A la déclaration de guerre, en 1939, les organisations, l’Union anarchiste, qui a pour organe le Libertaire, et la Fédération anarchiste française, avec Terre Libre, qui n’ont prévu aucune structure clandestine disparaissent. Les militants se retrouvent dispersés, parfois sous les drapeaux ou en exil. Petit à petit des contacts se refont et des embryons de réseau se créent autour de personnages comme André Arru ou Henri Bouyé. Ainsi le syndicat des fleuristes CGT, sous l’égide de Bouyé, accueille des réunions de confrontation. Une réunion clandestine, dite de la Fédération internationale syndicaliste révolutionnaire, a lieu en 1942 à Toulouse. Des “ ballades champêtres ” se font. On parle aussi de Fédération libertaire unifiée, d’Organisation du mouvement fédéraliste, de Fédération anarchiste.

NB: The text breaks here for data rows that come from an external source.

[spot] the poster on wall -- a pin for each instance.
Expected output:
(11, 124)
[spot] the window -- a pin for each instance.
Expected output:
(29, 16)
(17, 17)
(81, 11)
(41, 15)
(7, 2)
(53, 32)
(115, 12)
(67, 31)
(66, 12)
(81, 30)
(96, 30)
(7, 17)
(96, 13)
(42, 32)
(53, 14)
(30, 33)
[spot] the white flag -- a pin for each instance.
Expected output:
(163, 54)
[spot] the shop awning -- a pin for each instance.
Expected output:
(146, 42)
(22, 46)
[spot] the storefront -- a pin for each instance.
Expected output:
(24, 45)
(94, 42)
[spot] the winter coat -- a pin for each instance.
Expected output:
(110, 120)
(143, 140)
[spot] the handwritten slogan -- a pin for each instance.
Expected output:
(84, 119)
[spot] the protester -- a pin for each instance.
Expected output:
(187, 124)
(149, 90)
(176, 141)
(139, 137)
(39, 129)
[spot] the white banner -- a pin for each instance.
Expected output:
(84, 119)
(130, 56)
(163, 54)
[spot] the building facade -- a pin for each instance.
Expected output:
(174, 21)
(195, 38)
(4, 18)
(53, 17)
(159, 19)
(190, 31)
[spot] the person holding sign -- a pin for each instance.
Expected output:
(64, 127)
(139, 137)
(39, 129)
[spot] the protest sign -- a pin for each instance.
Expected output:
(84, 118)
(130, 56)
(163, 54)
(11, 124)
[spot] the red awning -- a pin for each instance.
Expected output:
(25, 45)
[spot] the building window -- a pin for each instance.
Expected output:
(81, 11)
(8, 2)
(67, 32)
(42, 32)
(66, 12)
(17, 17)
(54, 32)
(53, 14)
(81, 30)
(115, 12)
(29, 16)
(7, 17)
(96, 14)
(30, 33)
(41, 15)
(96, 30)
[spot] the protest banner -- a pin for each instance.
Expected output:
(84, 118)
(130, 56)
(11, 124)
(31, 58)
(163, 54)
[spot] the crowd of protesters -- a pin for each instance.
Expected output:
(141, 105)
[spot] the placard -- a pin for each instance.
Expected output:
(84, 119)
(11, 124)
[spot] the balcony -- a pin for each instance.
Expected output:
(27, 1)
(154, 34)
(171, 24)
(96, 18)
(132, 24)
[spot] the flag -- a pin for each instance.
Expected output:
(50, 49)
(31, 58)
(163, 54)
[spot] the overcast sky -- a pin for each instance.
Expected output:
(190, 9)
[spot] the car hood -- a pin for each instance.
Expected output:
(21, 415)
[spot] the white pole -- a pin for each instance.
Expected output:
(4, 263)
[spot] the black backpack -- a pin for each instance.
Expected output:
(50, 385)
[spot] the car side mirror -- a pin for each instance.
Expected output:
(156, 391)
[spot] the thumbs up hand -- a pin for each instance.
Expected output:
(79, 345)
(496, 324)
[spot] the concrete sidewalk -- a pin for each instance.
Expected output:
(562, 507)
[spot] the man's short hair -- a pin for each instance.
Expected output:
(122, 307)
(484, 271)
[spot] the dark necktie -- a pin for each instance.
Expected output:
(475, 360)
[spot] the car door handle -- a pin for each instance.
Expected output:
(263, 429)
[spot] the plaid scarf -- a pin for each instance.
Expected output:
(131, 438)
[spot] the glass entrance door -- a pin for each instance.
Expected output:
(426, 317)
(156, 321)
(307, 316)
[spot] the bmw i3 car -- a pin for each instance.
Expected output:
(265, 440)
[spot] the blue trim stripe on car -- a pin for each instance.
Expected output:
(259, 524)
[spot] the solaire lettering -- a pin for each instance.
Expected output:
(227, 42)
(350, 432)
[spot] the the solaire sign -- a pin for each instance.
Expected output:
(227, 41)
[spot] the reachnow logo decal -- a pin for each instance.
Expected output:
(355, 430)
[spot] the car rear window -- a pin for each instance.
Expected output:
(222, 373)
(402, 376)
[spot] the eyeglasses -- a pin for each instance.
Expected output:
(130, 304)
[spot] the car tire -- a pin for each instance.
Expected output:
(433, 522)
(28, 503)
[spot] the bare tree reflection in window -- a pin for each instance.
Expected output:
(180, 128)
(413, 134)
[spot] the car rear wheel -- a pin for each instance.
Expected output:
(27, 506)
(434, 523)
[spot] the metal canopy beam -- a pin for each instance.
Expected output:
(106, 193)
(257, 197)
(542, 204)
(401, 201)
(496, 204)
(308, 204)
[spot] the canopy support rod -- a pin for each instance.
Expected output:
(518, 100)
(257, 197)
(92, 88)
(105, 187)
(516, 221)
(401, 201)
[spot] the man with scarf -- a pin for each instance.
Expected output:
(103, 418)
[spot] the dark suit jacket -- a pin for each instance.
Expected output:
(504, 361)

C’est le 15 janvier 1944 qu’est mis au point une charte de la nouvelle fédération approuvée à la rencontre d’Agen les 29 et 30 octobre de la même année, puis adoptée par les Assises du mouvement libertaire et le congrès de la Fédération anarchiste qui se tinrent respectivement à Paris les 6 et 7 octobre puis le 2 décembre 1945. D’entrée, cette charte reconnaissait les erreurs de l’avant-guerre dans les deux organisations, l’UA et la FAF :

“ La ligne générale était théoriquement définie par le congrès, mais rien n’était fait pour réaliser et sauvegarder l’unité de vues indispensable à une propagande sérieuse. Il n’était nullement prévu que l’attitude prise publiquement par l’individu, le groupe ou la région ne pouvait être contraire aux positions définies par le congrès. ”

Cette position de la nouvelle fédération face au mouvement d’avant-guerre nous amène directement à aborder des thèmes importants. Au lendemain de la seconde guerre mondiale, du fait des nombreuses difficultés d’après guerre (morts, éparpillement des anarchistes, défaite des anarchistes espagnols en 1939 et prestige du communisme…), il apparaît indispensable pour tous les anarchistes de se réunir et de reconstruire le mouvement libertaire tout en tenant compte des erreurs et des hésitations du passé. Cette constatation amène les anarchistes qui réaniment le mouvement à afficher une volonté double face aux différentes divisions et querelles qui ont sclérosé le mouvement : d’une part une volonté d’unité entre les anarchistes et de dépassement des clivages et tendances émanant de la pensée anarchiste : individualiste, syndicaliste, anarchiste communiste, éducationnistes, pacifistes… D’autre part, une volonté de dépasser les éternels débats qui ont miné le mouvement avant 1939 à travers la lutte idéologique entre les synthésistes
et les plateformistes, c’est à dire entre les partisans de Sébastien Faure et ceux d’Archinov.

C’est de ce triple constat de danger de mort pour l’idéal anarchiste (manque d’unité, perte de prestige et manque d’organisation) que vont s’établir les bases de la première Fédération anarchiste qui va survivre jusque 1950.

C’est pourquoi il convient à travers ces deux chapitres d’esquisser tout d’abord une présentation du mouvement, de ses composantes et de ses orientations, puis de ses forces vives, les militants, tout en nous attachant à l’aide de ces exemples à définir ce qu’est la pensée anarchiste du milieu du XXème siècle. Il sera alors plus aisé de comprendre les raisons d’un échec terrible pour ceux qui avaient montré la voix à suivre dans l’immédiat après-guerre : l’implosion du mouvement et l’émergence de la doctrine communiste libertaire.